Bin Laden was a big fan of Arsenal and watched many of the club’s games

Published: Updated:

The operation that targeted al-Jawhara stadium in Jeddah (West of Saudi Arabia) was foiled by the Saudi security devices. It reminds us of the plots that were to take place in in France and Belgium in May 2016 and kill hundreds of Russian and British fans during the finals of the Euro League that was hosted in “Saint-Denis”.

In 2014, ISIS warned Qatar from hosting the 2022 World Cup.

So what is the relation between terror and the beautiful game of football?

Al Qaeda chief Osama Bin Laden was a big fan of the British club Arsenal. He attended many of the Euro Cup games held in Highbury in the heart of London.

According to the Mirror newspaper, bin Laden visited London many times. During one of his visits, he was keen on attending many games in the Euro League 1994 in which Arsenal was playing. He attended the first game that Arsenal played against Belgian rivals Royal Standard de Liège, accompanied by his sons and friends. Arsenal scored 7 goals during that game.

Football fan

Abu Bakr al-Baghdadi, the “caliph” of so-called ISIS, was also a football fan. According to the Telegraph, he was the best football player within the Masjed team in Baghdad.

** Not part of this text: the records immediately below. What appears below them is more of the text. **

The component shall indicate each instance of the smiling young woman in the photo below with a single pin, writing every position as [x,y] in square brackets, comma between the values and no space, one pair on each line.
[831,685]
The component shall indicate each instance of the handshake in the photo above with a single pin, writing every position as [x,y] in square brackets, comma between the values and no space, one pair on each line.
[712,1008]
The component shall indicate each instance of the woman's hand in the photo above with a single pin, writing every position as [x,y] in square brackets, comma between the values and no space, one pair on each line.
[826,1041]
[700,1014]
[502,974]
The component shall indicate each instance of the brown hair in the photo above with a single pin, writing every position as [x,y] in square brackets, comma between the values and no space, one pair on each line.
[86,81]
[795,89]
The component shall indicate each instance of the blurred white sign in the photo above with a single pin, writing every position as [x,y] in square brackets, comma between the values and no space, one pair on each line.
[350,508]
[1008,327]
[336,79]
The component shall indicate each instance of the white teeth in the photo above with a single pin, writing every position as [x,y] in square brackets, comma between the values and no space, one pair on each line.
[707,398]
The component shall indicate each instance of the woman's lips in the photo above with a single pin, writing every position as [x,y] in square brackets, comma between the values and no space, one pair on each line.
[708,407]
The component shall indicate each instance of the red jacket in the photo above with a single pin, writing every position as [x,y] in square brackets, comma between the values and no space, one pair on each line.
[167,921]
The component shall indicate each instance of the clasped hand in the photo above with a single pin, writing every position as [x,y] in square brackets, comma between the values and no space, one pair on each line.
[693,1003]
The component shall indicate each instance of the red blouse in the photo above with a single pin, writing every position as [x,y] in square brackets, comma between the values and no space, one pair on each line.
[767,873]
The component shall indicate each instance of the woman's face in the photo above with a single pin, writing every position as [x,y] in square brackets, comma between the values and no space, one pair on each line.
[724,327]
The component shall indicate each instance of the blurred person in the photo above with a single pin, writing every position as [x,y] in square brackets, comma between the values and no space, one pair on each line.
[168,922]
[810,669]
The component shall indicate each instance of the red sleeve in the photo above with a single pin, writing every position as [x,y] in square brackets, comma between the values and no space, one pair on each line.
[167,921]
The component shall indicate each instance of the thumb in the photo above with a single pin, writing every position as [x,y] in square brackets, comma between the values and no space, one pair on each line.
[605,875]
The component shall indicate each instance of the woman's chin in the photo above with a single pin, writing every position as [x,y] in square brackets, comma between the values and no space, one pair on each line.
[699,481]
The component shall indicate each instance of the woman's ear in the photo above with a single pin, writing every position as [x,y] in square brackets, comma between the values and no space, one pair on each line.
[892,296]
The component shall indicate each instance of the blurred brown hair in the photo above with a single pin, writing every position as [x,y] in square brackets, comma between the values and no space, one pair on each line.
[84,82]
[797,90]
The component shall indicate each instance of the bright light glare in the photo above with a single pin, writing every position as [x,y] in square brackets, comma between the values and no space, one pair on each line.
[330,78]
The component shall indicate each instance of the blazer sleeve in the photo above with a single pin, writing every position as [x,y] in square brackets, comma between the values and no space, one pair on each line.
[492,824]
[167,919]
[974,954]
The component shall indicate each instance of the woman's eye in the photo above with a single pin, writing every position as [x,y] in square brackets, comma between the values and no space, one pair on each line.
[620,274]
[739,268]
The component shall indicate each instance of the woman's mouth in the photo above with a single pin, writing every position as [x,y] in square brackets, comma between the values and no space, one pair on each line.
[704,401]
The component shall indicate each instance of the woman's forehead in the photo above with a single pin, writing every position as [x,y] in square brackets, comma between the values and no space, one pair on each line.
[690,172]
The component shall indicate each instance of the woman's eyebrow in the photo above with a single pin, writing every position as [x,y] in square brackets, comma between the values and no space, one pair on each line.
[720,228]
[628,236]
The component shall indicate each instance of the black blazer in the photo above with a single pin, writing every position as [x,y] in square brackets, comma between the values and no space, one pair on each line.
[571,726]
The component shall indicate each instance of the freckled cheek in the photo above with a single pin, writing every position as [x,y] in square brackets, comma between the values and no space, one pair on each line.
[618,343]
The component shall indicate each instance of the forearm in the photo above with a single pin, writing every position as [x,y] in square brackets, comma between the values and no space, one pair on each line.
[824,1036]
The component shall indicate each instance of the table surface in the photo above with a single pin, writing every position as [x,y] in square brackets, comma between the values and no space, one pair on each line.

Al-Qaeda leader in Saudi Arabia, Abdul Aziz al-Muqrin who was killed during the confrontation in the Saudi capital Riyadh on June 18, 2003, and who had plotted the kidnapping and slaughter of American architect Bob Johnson in the Saudi capital Riyadh, was the goalkeeper of his school team in the west of Riyadh.

In Yemen, Jalal Belaidi, leader of Ansar al-Sharia, a branch for al-Qaeda in Yemen, was a football player in one of the under-18 clubs before reaching the first division.

Egyptian 24-year-old Mahmoud Ghandour was a referee before he changed his name to ‘Abu Dagana Ghandour’.

Mohammed al-Moezzi was a British citizen of Kuwaiti origins. After retiring from football, he became ‘Jihadi John’ who became infamous as the masked man holding a knife to kill ISIS hostages.

Mohamed Hassan al-Kawash was also a football player in the Tunisian African Club. He retired from football after being fired from the first division team, and died after becoming an ISIS fighter.

Burak Curran, former player in the ranks of the German national youth team, moved to Syria and joined al-Baghdadi’s organization. He was killed in an air strike.

Michael dos Santos was a football player in the French team CO Vincennes. He retired from football and named himself Abu Othman when he left for Syria and participated in the killing of 18 hostages.

Portuguese Celso Rodrigues da Costa, allegedly a former Arsenal player, joined the fighting in Syria and called himself Abu Isa al-Andaluzi.